Go back to the Monday’s (3/15) lesson under the heading “Preliminary Analysis.” Check out all of the questions there to consider important information about your data set or database.

Also, go back to your Data Set Biography and Influence project. What questions from the prompt did you try to answer and what was most important to know if someone were to analyze data from that data set or database?

Depending on how large a role your data set or database will play in your Data-Driven White Paper (e.g., maybe you only plan to talk about it in a couple of sentences vs. a whole section), how will you communicate important context?

 

Task

On 3/15, we talked about information to consider about data collection and important information about perspectives necessary for interpreting that data.

Let’s try out how you might communicate that. On Monday, March 22, we will talk about communicating about methods. Think of the task here as a first draft for writing about your methods of analysis.
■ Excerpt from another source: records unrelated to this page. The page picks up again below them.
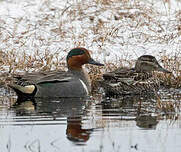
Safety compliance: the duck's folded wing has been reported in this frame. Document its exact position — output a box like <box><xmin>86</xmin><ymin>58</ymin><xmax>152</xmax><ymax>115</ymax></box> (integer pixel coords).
<box><xmin>15</xmin><ymin>71</ymin><xmax>73</xmax><ymax>86</ymax></box>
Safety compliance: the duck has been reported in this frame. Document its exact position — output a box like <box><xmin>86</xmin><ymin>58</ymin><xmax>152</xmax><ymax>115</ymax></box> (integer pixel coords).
<box><xmin>100</xmin><ymin>55</ymin><xmax>171</xmax><ymax>97</ymax></box>
<box><xmin>8</xmin><ymin>47</ymin><xmax>104</xmax><ymax>98</ymax></box>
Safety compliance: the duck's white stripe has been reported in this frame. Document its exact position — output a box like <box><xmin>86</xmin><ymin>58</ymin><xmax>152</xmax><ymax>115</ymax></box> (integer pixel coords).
<box><xmin>79</xmin><ymin>79</ymin><xmax>89</xmax><ymax>95</ymax></box>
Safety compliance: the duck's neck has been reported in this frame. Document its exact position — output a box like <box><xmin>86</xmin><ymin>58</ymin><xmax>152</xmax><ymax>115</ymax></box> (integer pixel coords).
<box><xmin>68</xmin><ymin>68</ymin><xmax>91</xmax><ymax>93</ymax></box>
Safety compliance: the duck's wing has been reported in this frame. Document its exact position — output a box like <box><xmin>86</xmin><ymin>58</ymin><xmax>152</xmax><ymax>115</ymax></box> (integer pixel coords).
<box><xmin>103</xmin><ymin>67</ymin><xmax>135</xmax><ymax>80</ymax></box>
<box><xmin>14</xmin><ymin>71</ymin><xmax>73</xmax><ymax>86</ymax></box>
<box><xmin>103</xmin><ymin>67</ymin><xmax>152</xmax><ymax>81</ymax></box>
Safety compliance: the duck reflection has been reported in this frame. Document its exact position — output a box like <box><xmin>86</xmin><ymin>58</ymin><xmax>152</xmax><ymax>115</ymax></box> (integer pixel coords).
<box><xmin>135</xmin><ymin>115</ymin><xmax>159</xmax><ymax>129</ymax></box>
<box><xmin>13</xmin><ymin>98</ymin><xmax>93</xmax><ymax>144</ymax></box>
<box><xmin>66</xmin><ymin>117</ymin><xmax>93</xmax><ymax>143</ymax></box>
Knowing what you know from your reading of chapter 6 of Data Feminism, the work you did for your Data Set Biography and Influence Project, and the work you did on Monday (3/15) about thinking about data collection and perspectives, try out the following:

In a comment below, in 2-4 sentences, introduce your data set or database along with important contextual information your readers should know in order to interpret any analysis you do about those results. 

You can’t include everything. But you can include the most important things. What are those most important things do you think and why? In 1-2 sentences, explain why you included what you did.

After commenting below, click on the button to continue:

Button with text that reads click here to continue

16 thoughts on “Numbers and People, Speaking

  1. Arti says:

    My data set pertains to the COVID-19 relief funding provided to high risk nations across the world primarily in Africa, South America and Asia. The data set shows the distribution of funding provided by the World Bank and IMF primarily. The most important aspect to understand when analyzing this data is that there is a skew in the allocation of resources across these nations to help nations that provide greater economic impact, rather than nations that impose greater risk in health due to extreme poverty rates. I think this is important to focus on because when providing a program that aids nations deemed high risk, shouldn’t health be above economy? What is the priority or agenda here?

  2. LIAM SCHNEIDER says:

    What my dataset is communicating is essentially the outcomes of the binary questions on the FAFSA application. It shows the results over a 10 quarter period and how they changed each quarter. It is important to know that there is not much analysis that can be performed on this data in a vacuum. It requires supporting data to make claims, as it is particularly bland. It is also important to know that the data has been created by students filing an application. It is possible that some of the data could be false as students may lie, or manipulate their answers in order to receive the aid they require.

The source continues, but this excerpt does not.